Les résultats, publiés lundi dans Nature Neuroscience, pourraient aider les médecins et les chercheurs à mieux comprendre le développement cognitif de l'enfance.
« Cela nous montre vraiment que les bébés interagissent avec le monde d'une manière beaucoup plus complexe que nous ne pourrions l'imaginer », explique l'auteur principal de l'étude, Cliona O'Doherty. « En regardant un bébé de deux mois, nous pourrions penser qu'il ne comprend pas le monde à ce niveau. »
L’étude a analysé les données de 130 bébés de deux mois qui ont subi des scintigraphies cérébrales alors qu’ils étaient éveillés. Les bébés ont vu des images appartenant à une douzaine de catégories courantes au cours de la première année de vie, comme les arbres et les animaux. Selon O'Doherty, lorsque les bébés regardaient une image comme celle d'un chat, leur cerveau « s'activait » d'une certaine manière que les chercheurs pouvaient enregistrer. S’ils regardaient un objet inanimé, leur cerveau s’activait différemment.
La technique – connue sous le nom d’imagerie par résonance magnétique fonctionnelle, ou IRMf – a permis aux scientifiques d’examiner la fonction visuelle avec plus de précision que par le passé. De nombreuses études antérieures reposaient sur la durée pendant laquelle un bébé regardait un objet, ce qui peut être difficile à évaluer à un jeune âge. Certaines de ces études suggèrent que les bébés dès l’âge de 3 ou 4 mois pouvaient faire la distinction entre des catégories comme les animaux et les meubles.

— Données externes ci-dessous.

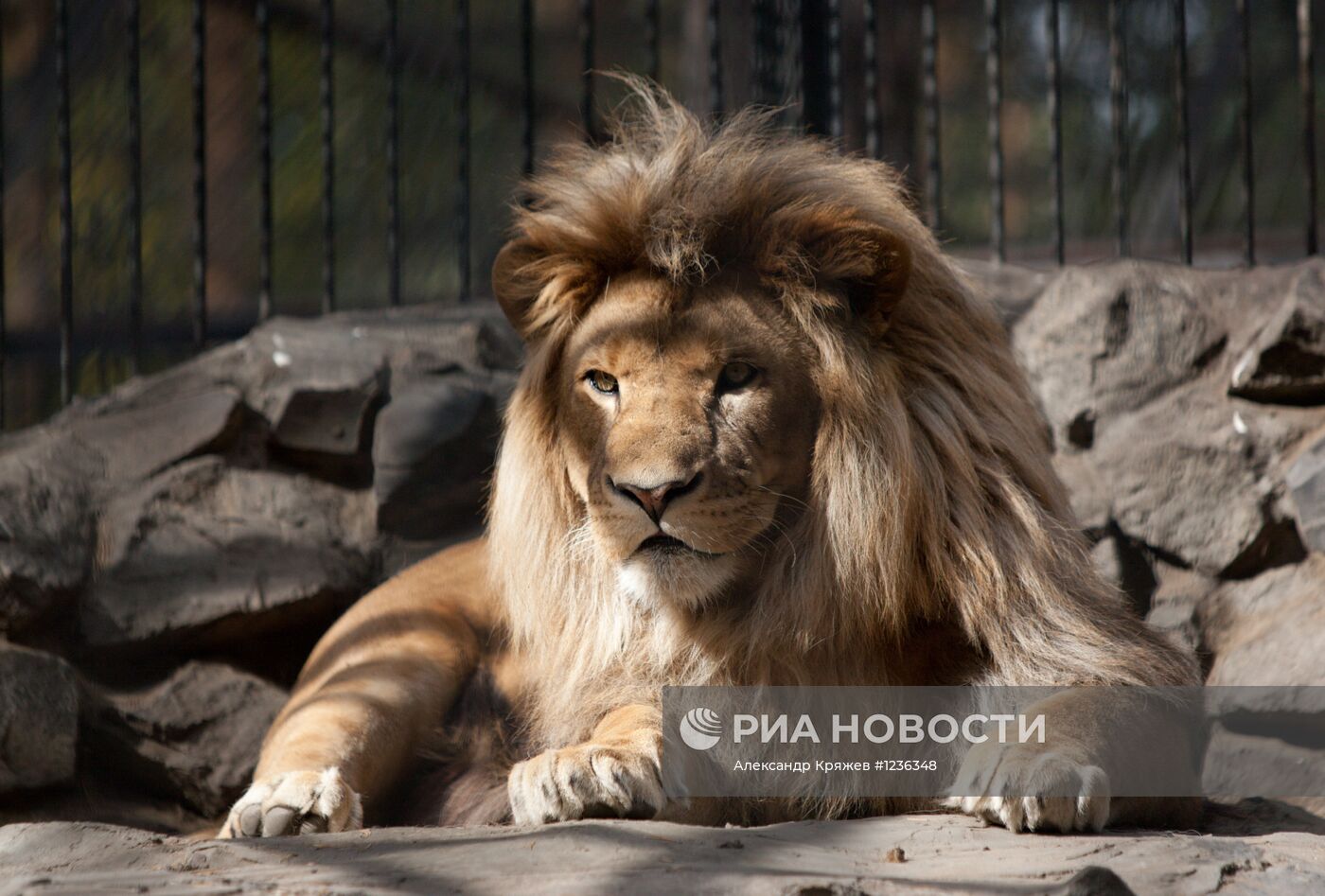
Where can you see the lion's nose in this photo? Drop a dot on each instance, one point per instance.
(653, 499)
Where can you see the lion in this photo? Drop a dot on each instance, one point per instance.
(766, 433)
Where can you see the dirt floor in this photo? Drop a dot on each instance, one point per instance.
(1274, 852)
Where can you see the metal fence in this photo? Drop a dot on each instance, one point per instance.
(788, 50)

« Ce que nous montrons, c'est qu'ils ont déjà cette capacité de regrouper des catégories en deux mois », a déclaré O'Doherty. « C'est donc quelque chose de beaucoup plus complexe que nous l'aurions pensé auparavant. »

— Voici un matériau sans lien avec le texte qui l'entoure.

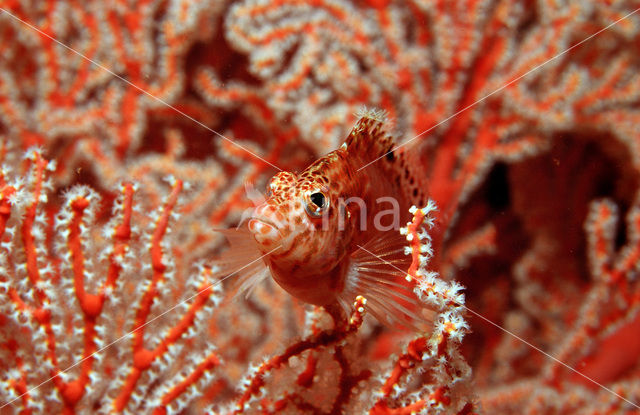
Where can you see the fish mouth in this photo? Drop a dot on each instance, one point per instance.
(264, 230)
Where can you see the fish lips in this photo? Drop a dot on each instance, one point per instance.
(265, 231)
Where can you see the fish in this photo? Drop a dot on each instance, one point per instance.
(331, 232)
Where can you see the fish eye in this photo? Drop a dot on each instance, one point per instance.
(316, 204)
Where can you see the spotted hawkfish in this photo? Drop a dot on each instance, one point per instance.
(330, 233)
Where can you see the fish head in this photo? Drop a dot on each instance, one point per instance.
(300, 218)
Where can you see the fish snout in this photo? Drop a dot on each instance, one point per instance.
(265, 232)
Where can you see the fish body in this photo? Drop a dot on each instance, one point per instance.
(331, 232)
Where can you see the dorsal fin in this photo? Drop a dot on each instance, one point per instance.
(369, 136)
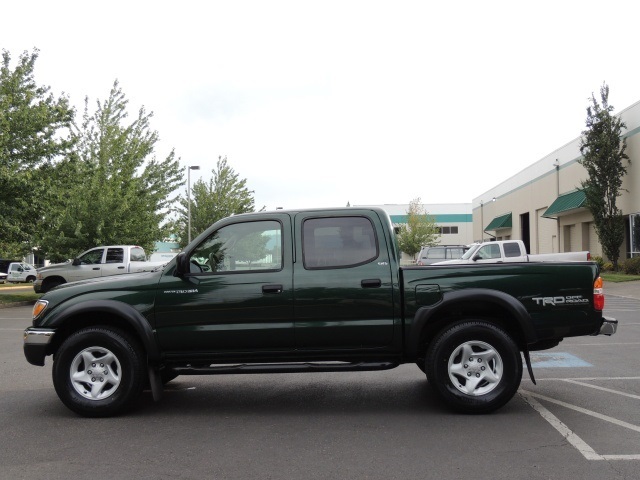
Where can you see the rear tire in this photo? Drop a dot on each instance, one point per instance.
(99, 371)
(474, 366)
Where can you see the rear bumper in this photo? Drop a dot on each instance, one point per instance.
(609, 326)
(36, 341)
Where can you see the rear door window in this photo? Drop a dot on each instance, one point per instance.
(338, 242)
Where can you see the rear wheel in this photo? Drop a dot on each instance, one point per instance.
(474, 366)
(98, 371)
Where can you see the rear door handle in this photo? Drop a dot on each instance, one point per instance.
(272, 289)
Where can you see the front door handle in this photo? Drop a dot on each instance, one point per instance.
(272, 289)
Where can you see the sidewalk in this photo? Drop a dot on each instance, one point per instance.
(623, 289)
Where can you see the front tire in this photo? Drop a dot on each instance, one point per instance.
(474, 366)
(99, 371)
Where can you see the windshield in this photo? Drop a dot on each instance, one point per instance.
(471, 251)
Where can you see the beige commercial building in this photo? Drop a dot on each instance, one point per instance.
(543, 206)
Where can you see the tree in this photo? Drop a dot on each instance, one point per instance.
(603, 155)
(225, 194)
(119, 193)
(34, 135)
(420, 229)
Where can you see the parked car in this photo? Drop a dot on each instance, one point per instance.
(328, 296)
(512, 251)
(21, 272)
(430, 255)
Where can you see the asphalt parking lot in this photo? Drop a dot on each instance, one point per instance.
(581, 420)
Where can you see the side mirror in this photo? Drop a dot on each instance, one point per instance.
(182, 264)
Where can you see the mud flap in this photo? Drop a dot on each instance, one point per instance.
(155, 382)
(527, 360)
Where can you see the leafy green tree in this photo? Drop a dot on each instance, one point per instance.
(34, 135)
(120, 193)
(603, 156)
(420, 229)
(225, 194)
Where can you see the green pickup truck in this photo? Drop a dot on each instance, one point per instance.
(309, 291)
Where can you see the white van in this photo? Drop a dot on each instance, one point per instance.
(21, 272)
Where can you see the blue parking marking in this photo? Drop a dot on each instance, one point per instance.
(557, 360)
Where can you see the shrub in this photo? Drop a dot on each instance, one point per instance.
(631, 266)
(599, 260)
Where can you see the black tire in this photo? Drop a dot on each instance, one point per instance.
(486, 378)
(99, 371)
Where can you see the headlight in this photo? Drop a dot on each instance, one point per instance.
(39, 307)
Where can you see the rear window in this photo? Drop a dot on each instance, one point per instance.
(137, 254)
(436, 253)
(511, 249)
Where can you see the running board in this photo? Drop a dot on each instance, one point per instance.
(289, 367)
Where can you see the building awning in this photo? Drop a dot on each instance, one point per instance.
(498, 223)
(566, 204)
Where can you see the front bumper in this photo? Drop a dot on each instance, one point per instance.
(36, 341)
(609, 326)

Dans la nouvelle étude, de nombreux bébés sont revenus à 9 mois et les chercheurs ont réussi à collecter des données sur 66 d'entre eux. Selon O'Doherty, le cerveau des enfants de 9 mois était capable de distinguer les êtres vivants des objets inanimés beaucoup plus clairement que celui des enfants de 2 mois.
Selon les chercheurs, les scientifiques seront un jour capables de relier ces images cérébrales à des résultats cognitifs plus tard dans la vie.

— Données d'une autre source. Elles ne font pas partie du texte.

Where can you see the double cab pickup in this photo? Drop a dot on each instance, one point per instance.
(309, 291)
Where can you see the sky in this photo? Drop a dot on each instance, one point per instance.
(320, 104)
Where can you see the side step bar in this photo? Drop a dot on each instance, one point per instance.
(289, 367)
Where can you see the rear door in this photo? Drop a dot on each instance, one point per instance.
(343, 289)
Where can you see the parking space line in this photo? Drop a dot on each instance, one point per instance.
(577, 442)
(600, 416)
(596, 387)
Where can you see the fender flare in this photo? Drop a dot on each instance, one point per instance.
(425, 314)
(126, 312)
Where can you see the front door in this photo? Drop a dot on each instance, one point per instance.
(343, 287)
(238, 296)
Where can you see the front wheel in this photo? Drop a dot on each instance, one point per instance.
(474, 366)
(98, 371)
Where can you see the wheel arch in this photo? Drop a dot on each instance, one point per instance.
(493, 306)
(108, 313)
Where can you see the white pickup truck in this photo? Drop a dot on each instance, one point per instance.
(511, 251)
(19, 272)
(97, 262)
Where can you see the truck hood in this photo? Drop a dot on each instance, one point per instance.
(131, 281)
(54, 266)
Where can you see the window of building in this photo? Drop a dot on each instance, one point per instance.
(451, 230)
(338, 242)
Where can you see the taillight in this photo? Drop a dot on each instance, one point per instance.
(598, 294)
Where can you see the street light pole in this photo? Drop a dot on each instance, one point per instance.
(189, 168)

Liuba Papeo, neuroscientifique au Centre national de la recherche scientifique, affirme que le nombre de bébés participant à l'étude est l'un des aspects qui rendent le travail « impressionnant et unique ». L’imagerie cérébrale chez les très jeunes bébés présente des défis.
« L'une d'elles, peut-être la plus évidente, est que le bébé doit s'allonger confortablement dans le scanner IRMf lorsqu'il est éveillé et sans bouger », explique-t-il dans un e-mail.
O'Doherty, qui a réalisé le travail au Trinity College de Dublin, en Irlande, a déclaré que la clé était de rendre l'expérience aussi confortable que possible pour les bébés. À l’intérieur du scanner, ils étaient allongés sur un pouf pour être à l’aise.
Les images « apparaissent vraiment en grand sur eux lorsqu'ils sont allongés », explique-t-il. « C'est comme IMAX pour les bébés. »
Le journaliste vidéo d'AP Havovi Todd a contribué à ce reportage depuis Londres.
Cette histoire a été traduite de l'anglais vers l'espagnol avec un outil d'intelligence artificielle et a été révisée par un éditeur avant publication.